Mrs Ilott was originally successfully awarded £50,000 in the County Court by claiming the deceased had not made sufficient financial provision for her in the Will. The claim was made under the Inheritance (Provision for Family and Dependants) Act 1975 (the 1975 Act). This award was later increased by the Court of Appeal to £163,000. The charities, who were the original beneficiaries of the deceased’s Will, successfully appealed the ruling.
This ruling is important as it is the first 1975 Act claim to reach the country’s highest Court. It lays down clear guidance, which was previously lacking, as to the requirements of a successful 1975 Act claim (especially by an adult child of the deceased) and the amount which is deemed “reasonable financial provision”.

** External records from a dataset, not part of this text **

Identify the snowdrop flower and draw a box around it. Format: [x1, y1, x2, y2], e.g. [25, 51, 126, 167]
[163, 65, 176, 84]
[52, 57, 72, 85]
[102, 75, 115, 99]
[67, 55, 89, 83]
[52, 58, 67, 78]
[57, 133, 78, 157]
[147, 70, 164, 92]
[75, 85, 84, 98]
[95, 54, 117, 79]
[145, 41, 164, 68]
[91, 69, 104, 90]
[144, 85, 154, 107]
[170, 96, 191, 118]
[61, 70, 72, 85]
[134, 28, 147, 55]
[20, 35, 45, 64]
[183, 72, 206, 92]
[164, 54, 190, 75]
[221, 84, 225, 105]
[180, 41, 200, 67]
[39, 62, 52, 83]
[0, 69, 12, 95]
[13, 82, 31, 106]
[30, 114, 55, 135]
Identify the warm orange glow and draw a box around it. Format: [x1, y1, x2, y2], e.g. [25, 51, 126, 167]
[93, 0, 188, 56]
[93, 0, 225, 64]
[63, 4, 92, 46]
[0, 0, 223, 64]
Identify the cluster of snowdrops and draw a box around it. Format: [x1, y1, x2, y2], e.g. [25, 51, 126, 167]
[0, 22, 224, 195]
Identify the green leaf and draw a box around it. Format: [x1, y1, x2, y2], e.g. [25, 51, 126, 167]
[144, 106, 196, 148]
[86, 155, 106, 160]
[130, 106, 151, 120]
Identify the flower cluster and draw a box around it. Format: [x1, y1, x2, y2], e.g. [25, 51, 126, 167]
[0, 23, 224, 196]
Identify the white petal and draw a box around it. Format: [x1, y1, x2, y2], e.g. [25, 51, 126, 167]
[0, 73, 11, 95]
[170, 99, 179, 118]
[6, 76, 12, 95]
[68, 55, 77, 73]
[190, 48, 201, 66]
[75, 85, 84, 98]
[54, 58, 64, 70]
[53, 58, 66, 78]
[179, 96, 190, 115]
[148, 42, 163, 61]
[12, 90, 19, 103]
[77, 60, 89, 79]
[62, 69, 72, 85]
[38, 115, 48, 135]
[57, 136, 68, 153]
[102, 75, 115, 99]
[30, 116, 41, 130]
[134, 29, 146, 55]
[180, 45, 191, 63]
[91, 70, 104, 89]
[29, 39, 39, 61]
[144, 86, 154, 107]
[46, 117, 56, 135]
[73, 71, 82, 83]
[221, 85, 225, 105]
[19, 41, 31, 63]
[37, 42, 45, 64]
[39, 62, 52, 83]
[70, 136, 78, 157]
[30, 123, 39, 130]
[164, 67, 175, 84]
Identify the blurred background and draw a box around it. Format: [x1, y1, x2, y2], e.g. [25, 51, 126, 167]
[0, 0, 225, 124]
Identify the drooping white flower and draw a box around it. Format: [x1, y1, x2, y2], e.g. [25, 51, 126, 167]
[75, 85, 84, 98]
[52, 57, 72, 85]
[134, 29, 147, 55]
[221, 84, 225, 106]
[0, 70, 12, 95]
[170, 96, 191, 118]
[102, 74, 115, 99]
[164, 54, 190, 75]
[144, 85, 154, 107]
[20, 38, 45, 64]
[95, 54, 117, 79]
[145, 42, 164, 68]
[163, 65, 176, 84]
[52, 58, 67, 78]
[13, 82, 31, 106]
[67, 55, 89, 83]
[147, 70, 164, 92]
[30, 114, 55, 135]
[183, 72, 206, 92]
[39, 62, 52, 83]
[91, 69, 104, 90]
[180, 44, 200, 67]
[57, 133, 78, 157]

Hugh Cumber, who has acted for Sherrards in the past, and Penelope Reed QC of 5 Stone Buildings acted on behalf of the charities. Hugh Cumber commented “practitioners will find this decision to be of considerable value; the Supreme Court gives guidance on the “maintenance” standard which applies to most claims under the 1975 Act. It is now clear that making reasonable provision for “maintenance” does not means providing everything the applicant reasonably needs, and the Supreme Court’s judgment makes clear that an applicant’s needs will not necessarily be the measure of an award under the Act. In this case the Claimant’s estrangement weighed against her claim.”